A more practical depth would be to bootstrap with GNU Mes, which is a source based bootstrapping path, that begins with a tiny scheme interpreter (~5000 LOC of simple C) and a C compiler written in scheme that are mutually self-hosting.

These tools can compile a slightly patched version of TinyCC that is self-hosting. Using this C compiler you can bootstrap a bunch of gnutools (glibc, binutils, gcc) and using these tools you can bootstrap a full Guix Linux distro.

[0]: https://github.com/oriansj/stage0

It's great to see that more people are still working on this and that people have an interest.

If you are interested in this kind of thing, then you'll also want to check out LibreBoot[1] and Bootstrappable Builds[2]. The latter is working with stage0 [3] and mes [4] to bootstrap Guix (among other projects.) All of that is further down the chain, but we'll need it if we want to build trustworthy systems.

1. https://libreboot.org/

2. https://www.bootstrappable.org

3. https://github.com/oriansj/stage0/

4. https://www.gnu.org/software/mes/

Relevant github repository: https://github.com/oriansj/stage0

I'm very fascinated about these kinds of things, although I understand zero of it. I believe this folder has some magic:

https://github.com/oriansj/stage0/tree/master/stage0

>Are you referring to https://github.com/oriansj/stage0?

Yep, that's the one.

>More generally each language would need it’s own path from this basic assembler to a compiler implementing that language in C which doesn’t necessarily exist. While initial versions of the Rust compiler were written in C, more recent versions are self hosted and rely on the previous version. This goes for projects like LLVM too since it requires a c++14 compiler to start with.
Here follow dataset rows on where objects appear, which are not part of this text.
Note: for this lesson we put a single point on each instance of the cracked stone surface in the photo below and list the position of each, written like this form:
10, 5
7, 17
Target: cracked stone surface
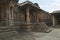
53, 35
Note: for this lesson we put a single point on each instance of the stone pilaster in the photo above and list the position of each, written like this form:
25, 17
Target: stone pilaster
28, 19
53, 20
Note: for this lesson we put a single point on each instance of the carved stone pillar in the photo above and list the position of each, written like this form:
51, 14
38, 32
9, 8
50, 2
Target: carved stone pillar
28, 19
53, 20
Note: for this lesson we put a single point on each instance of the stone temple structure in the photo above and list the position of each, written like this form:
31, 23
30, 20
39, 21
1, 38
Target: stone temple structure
56, 17
26, 16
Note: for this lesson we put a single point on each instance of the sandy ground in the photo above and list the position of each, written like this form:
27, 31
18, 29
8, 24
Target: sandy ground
53, 35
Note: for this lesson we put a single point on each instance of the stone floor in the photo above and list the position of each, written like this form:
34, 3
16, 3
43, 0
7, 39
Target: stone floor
53, 35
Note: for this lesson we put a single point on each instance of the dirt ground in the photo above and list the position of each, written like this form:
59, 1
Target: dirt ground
53, 35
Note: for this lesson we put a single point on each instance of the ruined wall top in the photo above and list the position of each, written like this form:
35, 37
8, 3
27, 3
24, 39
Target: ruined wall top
7, 1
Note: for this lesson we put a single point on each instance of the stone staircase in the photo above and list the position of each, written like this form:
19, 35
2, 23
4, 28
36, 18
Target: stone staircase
41, 27
5, 29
Sure. This part has largely been done for many languages, including Rust: https://guix.gnu.org/blog/2018/bootstrapping-rust/

...and there's a bootstrap path for the bottom of that graph all the way from Guix's (fairly minimal but not quite stage0 yet) bootstrap binaries. LLVM too; since you mentioned it and I was curious, here's the dependency graph of LLVM 9.0.1 on my system, in GraphViz and PDF formats:

https://terracrypt.net/upload/llvm.pdf https://terracrypt.net/upload/llvm.dot

(That's from `guix graph -t bag-with-origins [email protected]` on my laptop.)

It's my understanding that being bootstrappable in this way is a requirement for being included in upstream Guix, so generally everything that's available in Guix can be bootstrapped like this.

Now, what's not done yet is the path from stage0 to building the bootstrap binaries, but that's the eventual goal. The rest of it? It's not futile, it's done. Not all software is in Guix, but enough of it is that I'm typing this from a laptop running almost exclusively software from Guix.